How is it used?When is it ordered?What does the test result mean?Is there anything else I should know?

Cholesterol is different from most tests in that it is not used to diagnose or monitor a disease but is used to estimate risk of developing a disease — specifically
heart disease. Because high blood cholesterol has been associated with hardening of the arteries, heart disease and a raised risk of death from
heart attacks, cholesterol testing is considered a routine part of preventive health care.

Cholesterol testing is recommended as a screening test to be done on all adults at least once every five years. It is frequently done in conjunction with a routine physical exam. It is usually ordered in combination with other tests including
HDL,
LDL, and
triglycerides — often called a
lipid profile.
Cholesterol is tested at more frequent intervals (often several times per year) in patients who have been prescribed diet and/or drugs to lower their cholesterol. The test is used to track how well these measures are succeeding in lowering cholesterol to desired levels and in turn lowering the risk of developing heart disease.
What does the test result mean?
In a routine setting where testing is done to screen for risk, the test results are grouped in three categories of risk:
- Desirable : A cholesterol below 200 mg/dL (5.18 mmol/L) is considered desirable and reflects a low risk of heart disease.
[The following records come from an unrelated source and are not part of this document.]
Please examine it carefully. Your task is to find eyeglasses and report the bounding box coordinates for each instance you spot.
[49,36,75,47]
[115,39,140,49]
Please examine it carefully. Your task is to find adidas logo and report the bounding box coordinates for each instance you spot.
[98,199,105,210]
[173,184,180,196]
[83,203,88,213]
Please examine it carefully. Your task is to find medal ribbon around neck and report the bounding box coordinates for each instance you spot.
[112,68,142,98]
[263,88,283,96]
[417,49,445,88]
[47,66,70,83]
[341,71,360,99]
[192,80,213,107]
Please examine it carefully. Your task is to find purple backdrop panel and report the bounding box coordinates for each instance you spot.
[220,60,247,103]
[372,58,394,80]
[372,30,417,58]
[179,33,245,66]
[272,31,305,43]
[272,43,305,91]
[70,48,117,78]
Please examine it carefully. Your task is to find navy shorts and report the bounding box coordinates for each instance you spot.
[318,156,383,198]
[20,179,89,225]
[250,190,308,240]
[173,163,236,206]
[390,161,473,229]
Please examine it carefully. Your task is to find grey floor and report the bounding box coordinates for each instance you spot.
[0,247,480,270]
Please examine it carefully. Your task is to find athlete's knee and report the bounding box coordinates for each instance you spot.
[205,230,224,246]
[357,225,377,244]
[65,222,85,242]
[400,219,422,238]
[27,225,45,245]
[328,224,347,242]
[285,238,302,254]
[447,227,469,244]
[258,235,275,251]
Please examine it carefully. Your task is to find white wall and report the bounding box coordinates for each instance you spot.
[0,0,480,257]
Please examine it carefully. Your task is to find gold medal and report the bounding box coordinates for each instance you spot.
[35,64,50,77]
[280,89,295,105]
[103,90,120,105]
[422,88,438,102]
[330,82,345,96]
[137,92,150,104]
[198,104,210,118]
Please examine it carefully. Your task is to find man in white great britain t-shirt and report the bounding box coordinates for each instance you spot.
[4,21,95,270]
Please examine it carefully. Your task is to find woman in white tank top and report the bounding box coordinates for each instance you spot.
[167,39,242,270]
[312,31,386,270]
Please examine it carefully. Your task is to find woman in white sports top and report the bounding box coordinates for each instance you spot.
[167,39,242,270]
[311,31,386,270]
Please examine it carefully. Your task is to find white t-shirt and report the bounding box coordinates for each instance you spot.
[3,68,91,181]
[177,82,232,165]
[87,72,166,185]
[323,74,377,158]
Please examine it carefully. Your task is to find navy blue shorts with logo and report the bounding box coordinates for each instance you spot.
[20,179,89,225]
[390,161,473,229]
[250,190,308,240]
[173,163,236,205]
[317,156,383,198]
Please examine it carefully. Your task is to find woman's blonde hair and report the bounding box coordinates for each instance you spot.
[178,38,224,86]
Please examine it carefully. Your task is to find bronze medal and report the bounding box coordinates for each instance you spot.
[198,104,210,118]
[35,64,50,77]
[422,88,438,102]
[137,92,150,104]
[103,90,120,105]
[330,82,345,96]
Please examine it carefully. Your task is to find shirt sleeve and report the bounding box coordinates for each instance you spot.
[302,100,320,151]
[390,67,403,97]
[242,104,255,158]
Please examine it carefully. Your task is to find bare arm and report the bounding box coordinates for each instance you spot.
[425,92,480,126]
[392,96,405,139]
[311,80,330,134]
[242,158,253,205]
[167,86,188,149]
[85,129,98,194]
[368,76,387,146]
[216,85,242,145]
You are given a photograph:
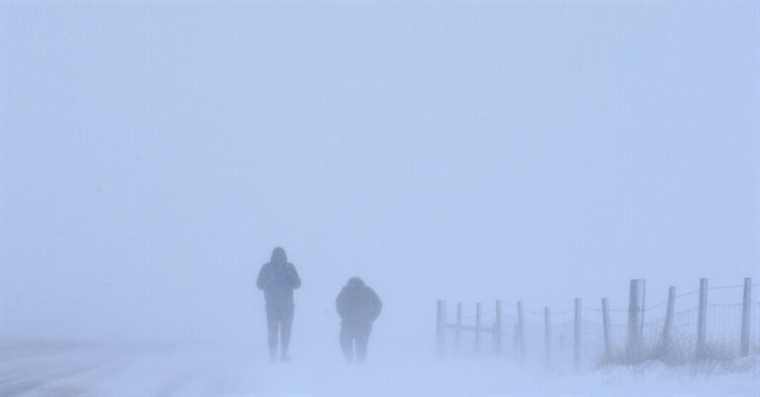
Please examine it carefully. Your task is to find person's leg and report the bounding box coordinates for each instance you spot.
[340,324,354,363]
[356,325,372,362]
[280,306,293,361]
[267,306,279,361]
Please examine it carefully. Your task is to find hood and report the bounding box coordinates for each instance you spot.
[270,247,288,264]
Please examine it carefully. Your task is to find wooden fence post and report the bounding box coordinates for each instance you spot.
[741,277,752,357]
[696,278,708,359]
[573,298,582,370]
[602,298,612,362]
[435,299,446,357]
[626,280,641,362]
[475,302,481,353]
[493,300,502,355]
[454,302,462,353]
[639,278,647,338]
[661,286,676,355]
[517,301,525,361]
[544,306,552,367]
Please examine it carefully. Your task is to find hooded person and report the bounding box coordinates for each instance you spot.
[256,247,301,361]
[335,277,383,362]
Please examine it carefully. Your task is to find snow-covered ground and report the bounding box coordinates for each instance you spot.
[0,343,760,397]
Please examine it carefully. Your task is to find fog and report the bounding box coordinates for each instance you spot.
[0,2,760,384]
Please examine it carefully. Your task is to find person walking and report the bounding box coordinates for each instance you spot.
[256,247,301,362]
[335,277,383,363]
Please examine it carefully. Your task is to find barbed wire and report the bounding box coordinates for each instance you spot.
[707,284,744,291]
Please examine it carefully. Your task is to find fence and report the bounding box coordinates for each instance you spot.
[436,278,760,369]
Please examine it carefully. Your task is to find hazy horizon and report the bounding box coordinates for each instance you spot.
[0,2,760,353]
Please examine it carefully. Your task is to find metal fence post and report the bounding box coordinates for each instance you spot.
[626,280,641,362]
[435,299,446,357]
[741,277,752,357]
[602,298,612,362]
[454,302,462,352]
[516,301,525,361]
[475,302,481,353]
[544,306,552,367]
[573,298,582,370]
[696,278,708,359]
[662,287,676,354]
[493,300,502,355]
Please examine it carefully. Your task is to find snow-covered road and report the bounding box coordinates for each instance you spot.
[0,345,760,397]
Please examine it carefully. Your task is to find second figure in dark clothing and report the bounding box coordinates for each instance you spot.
[336,277,383,362]
[256,247,301,361]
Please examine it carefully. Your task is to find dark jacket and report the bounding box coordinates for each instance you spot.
[256,247,301,306]
[335,277,383,325]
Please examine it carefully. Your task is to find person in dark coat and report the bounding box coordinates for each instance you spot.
[335,277,383,362]
[256,247,301,361]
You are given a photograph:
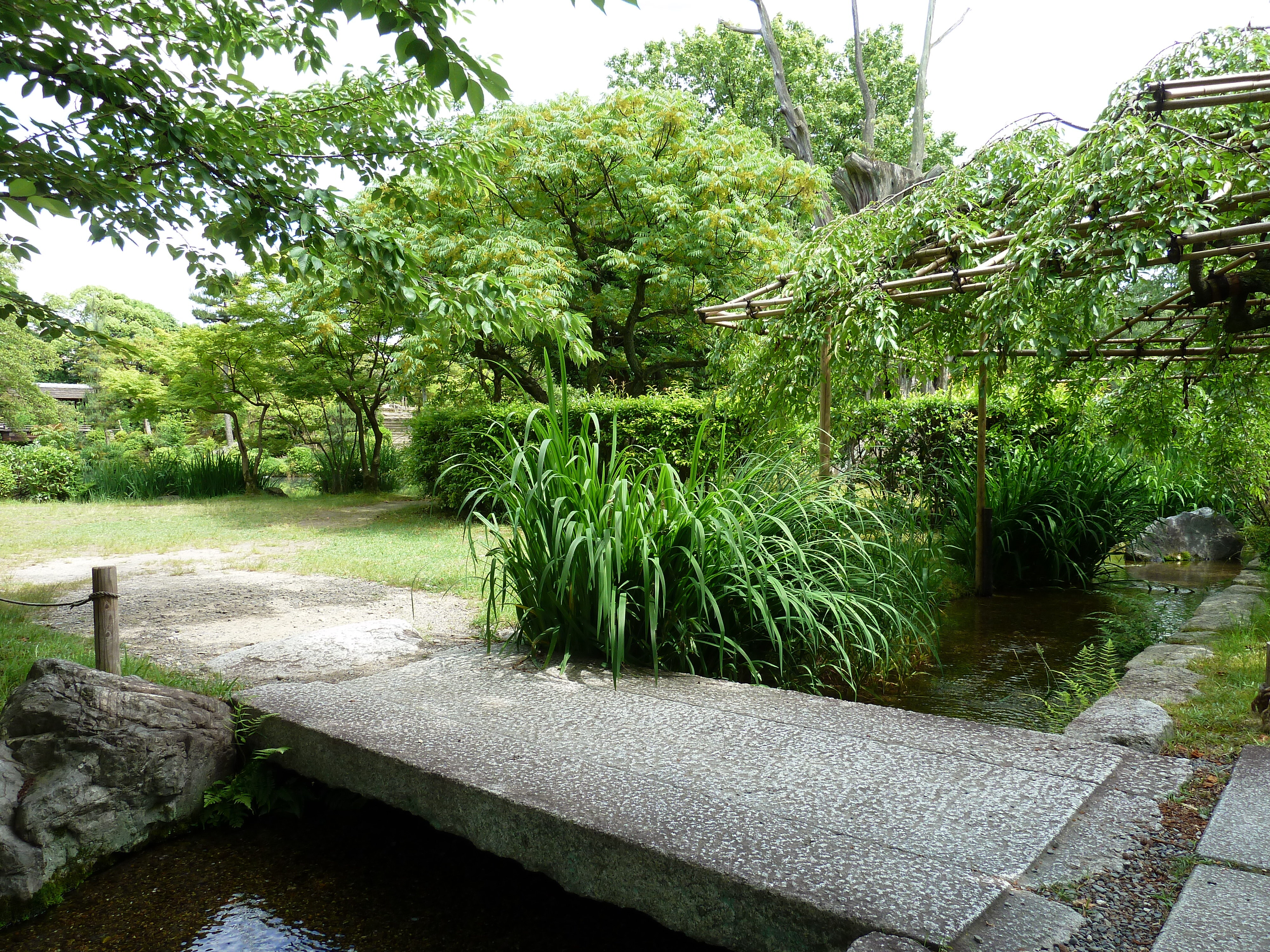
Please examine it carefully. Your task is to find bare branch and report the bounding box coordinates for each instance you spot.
[930,6,970,50]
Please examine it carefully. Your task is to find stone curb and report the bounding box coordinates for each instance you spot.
[1063,570,1266,753]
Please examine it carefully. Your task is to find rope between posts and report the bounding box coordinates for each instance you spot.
[0,592,118,608]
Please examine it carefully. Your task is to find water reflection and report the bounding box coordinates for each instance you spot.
[878,562,1242,729]
[0,803,718,952]
[180,894,340,952]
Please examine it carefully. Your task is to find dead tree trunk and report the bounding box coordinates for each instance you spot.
[851,0,878,157]
[908,0,935,174]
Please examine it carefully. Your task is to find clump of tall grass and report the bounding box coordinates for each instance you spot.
[85,453,246,500]
[465,376,935,692]
[945,439,1156,588]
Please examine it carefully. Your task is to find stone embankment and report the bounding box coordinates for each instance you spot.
[1063,559,1267,753]
[0,659,235,922]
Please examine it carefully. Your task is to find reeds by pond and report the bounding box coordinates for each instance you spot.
[465,376,935,694]
[945,439,1158,588]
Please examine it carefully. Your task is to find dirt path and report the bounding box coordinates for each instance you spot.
[5,503,475,671]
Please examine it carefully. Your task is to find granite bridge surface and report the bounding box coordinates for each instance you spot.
[243,647,1190,952]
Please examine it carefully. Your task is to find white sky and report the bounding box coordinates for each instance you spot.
[10,0,1270,320]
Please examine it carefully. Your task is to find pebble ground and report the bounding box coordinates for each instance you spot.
[1041,762,1231,952]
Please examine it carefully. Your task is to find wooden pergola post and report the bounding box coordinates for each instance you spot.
[974,343,992,595]
[820,331,833,480]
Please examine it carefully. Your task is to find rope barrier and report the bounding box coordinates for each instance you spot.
[0,592,118,608]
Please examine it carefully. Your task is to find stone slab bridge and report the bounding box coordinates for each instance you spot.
[243,647,1190,952]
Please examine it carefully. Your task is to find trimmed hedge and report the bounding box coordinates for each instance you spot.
[0,446,84,503]
[834,395,1078,501]
[406,392,745,509]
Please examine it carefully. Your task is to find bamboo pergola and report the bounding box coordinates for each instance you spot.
[697,62,1270,594]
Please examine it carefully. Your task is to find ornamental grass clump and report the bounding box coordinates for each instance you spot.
[465,376,935,693]
[945,439,1156,588]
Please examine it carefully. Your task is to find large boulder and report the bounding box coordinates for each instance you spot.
[0,659,235,922]
[1129,506,1243,562]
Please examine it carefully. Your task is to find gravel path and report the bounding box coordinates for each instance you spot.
[1039,760,1231,952]
[5,503,476,673]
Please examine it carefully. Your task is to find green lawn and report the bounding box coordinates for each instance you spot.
[0,495,480,597]
[0,495,480,703]
[1168,597,1270,762]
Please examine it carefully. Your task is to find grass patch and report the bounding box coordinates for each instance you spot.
[1167,589,1270,763]
[0,585,235,704]
[0,494,480,597]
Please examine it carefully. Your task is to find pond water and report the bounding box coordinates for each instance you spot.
[875,562,1242,730]
[0,564,1240,952]
[0,805,718,952]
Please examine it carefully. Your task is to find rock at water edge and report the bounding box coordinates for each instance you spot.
[0,659,235,920]
[1063,694,1173,754]
[1129,506,1243,562]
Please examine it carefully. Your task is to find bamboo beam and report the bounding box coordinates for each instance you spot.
[1143,89,1270,113]
[890,283,988,301]
[1148,71,1270,89]
[879,264,1015,291]
[958,345,1270,360]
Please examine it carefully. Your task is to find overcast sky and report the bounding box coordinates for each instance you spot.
[10,0,1270,320]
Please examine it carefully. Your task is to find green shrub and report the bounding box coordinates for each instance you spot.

- Borderline high: A cholesterol of 200 to 240 mg/dL (5.18 to 6.22 mmol/L) is considered to reflect moderate risk. Your doctor may decide to order a lipid profile to see if your high cholesterol is bad cholesterol (high LDL) or good cholesterol (high HDL). Depending on the results of the lipid profile (and any other risk factors you may have) your doctor will decide what to do.
- High Risk: A cholesterol above 240 mg/dL (6.22 mmol/L) is considered high risk. Your doctor may order a lipid profile (as well as other tests) to try to determine the cause of your high cholesterol. Once the cause is known, an appropriate treatment will be prescribed.
In a treatment setting, testing is used to see how much cholesterol is decreasing as a result of treatment. The goal for the amount of change or the final (target) value will be set by your doctor. The target value is usually based on LDL.
Is there anything else I should know?
Cholesterol should be measured when a person is healthy. Blood cholesterol is temporarily low during acute illness, immediately following a
heart attack, or during stress (like from surgery or an accident). You should wait at least 6 weeks after any illness to have cholesterol measured.
There is some debate about whether very low cholesterol is bad. Low cholesterol (less than 100 mg/dL (2.59 mmol/L)) is often seen when there is an existing problem like malnutrition, liver disease, or cancer. However there is no evidence that low cholesterol causes any of these problems.
Cholesterol is high during pregnancy. Women should wait at least six weeks after the baby is born to have cholesterol measured.
Some drugs that are known to increase cholesterol levels include anabolic steroids, beta blockers, epinephrine, oral contraceptives, and vitamin D.